Vd. último poste da série de 11 de Junho de 2011 > Guiné 63/74 - P8401: Ser solidário (108): Na Guiné-Bissau, fora do umbigo do mundo (Joana Teixeira)

sábado, 11 de junho de 2011

Guiné 63/74 - P8401: Ser solidário (108): Na Guiné-Bissau, fora do umbigo do mundo (Joana Teixeira)

1. Mensagem, do dia 2 de Junho de 2011, de Joana Teixeira, filha do nosso camarada José Teixeira, que foi professora em S. Tomé e Príncipe durante quatro anos, e que recentemente visitou a Guiné-Bissau com o seu pai e o seu irmão Tiago Teixeira, médico, tanto quanto sabemos, clínico no Hospital Pedro Hispano em Matosinhos:

Exmos Srs.
Sou filha do Zé Teixeira.

Tenho vivido de perto o trabalho que ele tem desenvolvido a favor das populações da Guiné-Bissau e na viagem que fez recentemente à Guiné, eu e meu irmão quisemos acompanhá-lo. Na sequência desta inesquecível viagem escrevi um pequeno texto que envio na esperança de possa ser publicado. É uma opinião pessoal de alguém que há uns anos atrás deixou “o umbigo do mundo“ e foi voluntariamente fazer um trabalho de solidariedade em S. Tomé.

Junto algumas fotografias para colocaram as entenderem

Os meus agradecimentos
Joana Teixeira


O meu pai - homem feliz

Eu e o meu mano

FORA DO UMBIGO DO MUNDO

Joana Teixeira

Não sou caloira em África, posso afirmar, pois já lá vivi quatro fantásticos anos como voluntária e professora. O meu poiso foi um dos seus mais pequenos países, mas nem por isso menos representativo. As saudades desses tempos nas belas ilhas verdes de S. Tomé e Príncipe são mais que muitas, avassaladoras. Posso afirmar também que conheço bem esse minúsculo país e as suas gentes, aromas, sabores e ritmos. Ser turista, numa breve estadia, passeando por onde nos querem levar, esconde quase sempre a realidade, muitas vezes cruel, do país que visitamos. Viver lá, origina um conhecimento completamente diferente, terão de concordar.

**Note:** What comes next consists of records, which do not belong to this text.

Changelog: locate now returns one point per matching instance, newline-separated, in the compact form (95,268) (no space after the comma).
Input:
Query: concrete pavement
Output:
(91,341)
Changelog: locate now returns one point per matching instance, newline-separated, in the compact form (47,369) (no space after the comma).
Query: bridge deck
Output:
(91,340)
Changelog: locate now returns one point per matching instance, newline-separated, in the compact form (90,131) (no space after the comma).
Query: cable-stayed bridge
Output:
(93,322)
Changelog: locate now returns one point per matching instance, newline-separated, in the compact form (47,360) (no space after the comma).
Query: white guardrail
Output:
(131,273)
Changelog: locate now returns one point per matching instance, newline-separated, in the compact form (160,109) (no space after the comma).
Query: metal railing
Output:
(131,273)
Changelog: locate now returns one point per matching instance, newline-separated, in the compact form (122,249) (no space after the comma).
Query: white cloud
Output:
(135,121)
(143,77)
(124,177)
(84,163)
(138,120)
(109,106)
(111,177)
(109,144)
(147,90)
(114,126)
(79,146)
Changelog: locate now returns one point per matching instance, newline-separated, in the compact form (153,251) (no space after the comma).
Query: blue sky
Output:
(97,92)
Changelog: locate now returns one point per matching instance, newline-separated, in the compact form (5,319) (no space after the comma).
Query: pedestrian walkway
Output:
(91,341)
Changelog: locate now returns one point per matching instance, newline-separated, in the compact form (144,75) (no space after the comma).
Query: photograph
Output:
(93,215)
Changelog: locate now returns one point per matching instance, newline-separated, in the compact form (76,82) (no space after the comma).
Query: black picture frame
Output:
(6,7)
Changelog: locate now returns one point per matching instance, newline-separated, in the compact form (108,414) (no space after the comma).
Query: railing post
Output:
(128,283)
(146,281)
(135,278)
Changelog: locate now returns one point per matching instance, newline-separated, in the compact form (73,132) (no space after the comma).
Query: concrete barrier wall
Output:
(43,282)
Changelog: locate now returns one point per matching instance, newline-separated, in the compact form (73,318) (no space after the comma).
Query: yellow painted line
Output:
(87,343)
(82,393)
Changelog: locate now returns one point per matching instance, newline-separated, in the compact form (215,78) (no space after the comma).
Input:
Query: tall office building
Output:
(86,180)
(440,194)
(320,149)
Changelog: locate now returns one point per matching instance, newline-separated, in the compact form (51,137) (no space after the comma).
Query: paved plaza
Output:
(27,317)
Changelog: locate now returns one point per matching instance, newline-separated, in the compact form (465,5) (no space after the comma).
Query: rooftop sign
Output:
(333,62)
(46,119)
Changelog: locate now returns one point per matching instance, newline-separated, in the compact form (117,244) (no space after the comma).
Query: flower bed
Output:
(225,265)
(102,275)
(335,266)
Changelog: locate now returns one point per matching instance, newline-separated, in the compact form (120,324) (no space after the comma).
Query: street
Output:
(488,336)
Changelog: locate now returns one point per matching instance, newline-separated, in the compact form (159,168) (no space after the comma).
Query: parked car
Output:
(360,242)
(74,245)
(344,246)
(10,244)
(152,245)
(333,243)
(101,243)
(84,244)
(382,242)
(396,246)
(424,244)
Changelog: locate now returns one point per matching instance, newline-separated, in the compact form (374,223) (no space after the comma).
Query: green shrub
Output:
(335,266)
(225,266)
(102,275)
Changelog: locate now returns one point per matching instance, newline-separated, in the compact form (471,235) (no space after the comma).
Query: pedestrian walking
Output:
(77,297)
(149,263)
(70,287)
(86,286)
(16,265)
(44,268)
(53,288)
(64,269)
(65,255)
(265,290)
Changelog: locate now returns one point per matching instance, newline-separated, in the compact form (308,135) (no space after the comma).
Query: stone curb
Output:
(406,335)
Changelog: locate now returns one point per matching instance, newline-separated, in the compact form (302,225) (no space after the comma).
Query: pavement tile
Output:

Por isso, desde que regressei, compreendo melhor a realidade africana, lá e cá, e também os relatos de outros que também por lá passaram. Como por exemplo, do meu pai, antigo combatente na Guiné, cujas memórias recheadas de ternura pelos seus habitantes e pelos momentos vividos, ainda que num contexto horrível, povoaram a minha infância e me despertaram os sentidos para esse continente imenso, tão diferente, no melhor e no pior dos sentidos. Até que eu própria lá fui parar…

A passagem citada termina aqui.